Chaos and integrability in galactic disks

Abstract

This project aims to study the Hamiltonian dynamics of test particles in Newtonian and relativistic discoidal systems, with emphasis mainly in the dynamics of stars in spiral galaxies (especially in the Milky Way). Our goal is to advance in the description of the Hamiltonian dynamics in these systems, focusing on two different aspects: (i) the regular motion around equilibrium points and stable equatorial periodic orbits, through a third integral of motion determined by physical observables (for off-equatorial orbits), according to the recently obtained results regarding the axially symmetric case, and (ii) the chaotic motion near resonances of the spiral pattern and the relation with the recent discoveries about the Galaxy structure near these radii.
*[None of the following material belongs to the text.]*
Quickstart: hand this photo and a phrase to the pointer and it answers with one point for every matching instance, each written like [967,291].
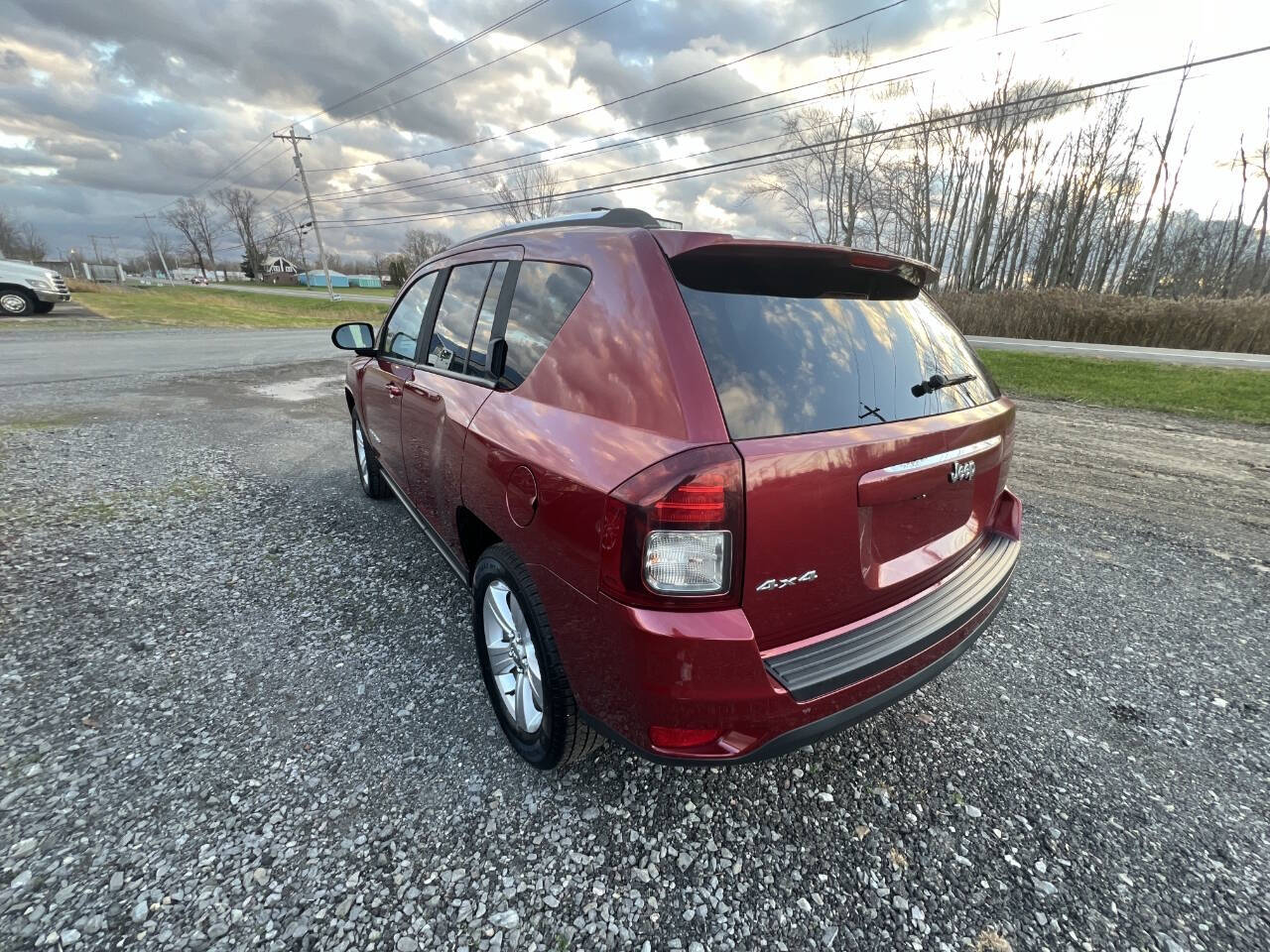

The second topic will be analyzed mainly by the "Spectral Analysis Method", developed by the Dynamical Astronomy group of IAG--USP, and successfully applied to planetary systems and asteroid motion. The resemblance between the two formalisms for the motion in planetary systems and in galaxies allows us to apply it also to galactic dynamics problems, since both correspond to the dynamics of a particle subject to an external gravitational potential.As a second part of the project, we intend to apply the aforementioned method to the dynamics of test particles in general relativity, with focus on systems containing bidimensional or three-dimensional disks, using the Hamiltonian formalism for the geodesic flow. The study of chaos in relativistic disk models is recent. Our main goal is to analyze how chaos appears in disk systems with known Newtonian analogue, as well as to verify if the relativistic extensions of Newtonian systems with integrable dynamics present chaos, and in this case to study the reason for this behavior. A last problem is the dynamical analysis of orbits in post-Newtonian disk systems (1PN), following the Hamiltonian formulation for test particles recently developed by the candidate, comparing with the Newtonian case. We expect that the rotation in stationary disks introduces qualitative effects in the phase-space structure already in the 1PN approximation, without the necessity of an exact relativistic approach.